We are pleased to announce the publication of our new paper, Beyond Perplexity: A Multi-Faceted Analysis of a Novel Densely Connected Transformer. This study examines a central question in contemporary language modeling research. If a Transformer decoder is redesigned so that each layer can access the representations produced by all previous layers, can this richer internal connectivity improve performance in a meaningful way?

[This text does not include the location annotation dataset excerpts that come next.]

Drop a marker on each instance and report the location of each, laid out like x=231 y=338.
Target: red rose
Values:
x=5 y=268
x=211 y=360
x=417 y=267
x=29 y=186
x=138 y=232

The idea is appealing for a clear reason. In several areas of deep learning, dense connectivity has been associated with improved feature reuse, shorter information paths, and potentially more favorable optimization behavior. In our paper, we test whether this intuition also holds for decoder-only autoregressive Transformers, the architectural family underlying many modern large language models.
To address this question rigorously, we designed a methodology aimed at isolating the effect of connectivity from other factors that often confound architectural comparisons. We compared a standard baseline Transformer decoder with a densely connected decoder on two well-known benchmarks for language modeling, Penn Treebank and WikiText-2. The comparison was carried out under two controlled fairness regimes. In the first, both model families were evaluated under the same training recipe, with shared optimization settings and learning-rate search. In the second, the comparison was constrained by the same parameter budget, so that the dense model could not exceed the baseline in parameter count. This distinction was important because it allowed us to separate the possible effect of dense historical connectivity from the simpler effect of adding more capacity.
The experimental setup was complemented by a precise implementation choice. Both datasets were processed with word-level tokenization, using official train, validation, and test splits, and all perplexity values were computed consistently within that vocabulary space. The two architectures shared the same general decoder-only scaffold, while differing in their internal organization. The baseline followed the standard residual Transformer design, whereas the dense variant introduced concatenation-based historical connections followed by learned projection, allowing each layer to reuse information from earlier layers more directly.
The paper was guided by three main research questions
Does dense historical connectivity improve test perplexity compared with a standard Transformer decoder under controlled comparison regimes?
Which architectural factors matter most within the explored design space, including model width, feed-forward size, depth, and number of attention heads?
Do dense and baseline models generate texts with different long-range structural signatures, even when standard predictive metrics do not show a clear advantage?
The answer that emerges is both interesting and methodologically instructive. Dense connectivity does not lead to a systematic reduction in perplexity. On WikiText-2, the baseline remains stronger in both fairness regimes. On Penn Treebank, the gains of the dense model are limited and depend on the comparison setting. This matters because it shows that an architectural idea may be theoretically plausible and still fail to deliver a robust practical advantage once tested under controlled conditions.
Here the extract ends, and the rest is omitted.